Reviewer: Maria Komodore
Rating (out of 5): ****
Even though The Tracey Fragments, an offbeat Canadian film starring Ellen Page, was made before the wildly successful Juno, it was only after viewers and critics were left dumbfounded by the actress's spot-on, deadpan performance in the latter film that Tracey could get a theatrical (and a subsequent DVD) release in the US.
As with Juno, Page's Tracey is an intelligent, out-of-the-mainstream, teenage girl who's dealing with important issues. But the overall sunny outlook on life that governed Juno is utterly absent in Tracey. Instead, dark and fragmented, the film is the chronicle of a young girl's sick psyche.
Tracey (Page) lives with her abusive and mentally unstable parents in Ontario. She gets picked on at school, where everyone refers to her as "it;" the boy she has a crush on uses her and deserts her in the cruelest way; and her psychiatrist (a man cross-dressing as a woman) is nowhere close to helping her. When her younger brother, who she has hypnotized into believing he's a dog, gets lost under her supervision Tracey leaves home determined to find him -- a decision that unleashes the heroine's emotional breakdown, which really is the film's main subject.
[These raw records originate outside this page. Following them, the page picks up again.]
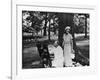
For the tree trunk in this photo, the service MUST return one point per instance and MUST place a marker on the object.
(85, 27)
(49, 31)
(45, 27)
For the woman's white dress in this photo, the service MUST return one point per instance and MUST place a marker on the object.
(58, 57)
(67, 49)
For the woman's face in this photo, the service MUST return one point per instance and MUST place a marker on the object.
(67, 30)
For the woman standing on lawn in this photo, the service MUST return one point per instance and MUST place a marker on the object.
(68, 47)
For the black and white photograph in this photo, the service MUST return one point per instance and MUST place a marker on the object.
(55, 39)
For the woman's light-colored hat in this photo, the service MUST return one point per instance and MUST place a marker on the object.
(67, 28)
Employing a split screen gimmick that provides us with different perspectives of the same scene and mixes up the film's chronology, director Bruce McDonald (Highway 61) creates the freaky portrait of a person who's struggling to keep her last threat of sanity. While, at times, watching the multiple screens that pop up simultaneously can be tiresome and confusing, it makes Tracey's experience relatable; an effect further facilitated by the documentary-like aesthetic McDonald's hand held camera and frequent zooming lend to the film. Both cinematically and emotionally daring, watching Tracey is an intense experience.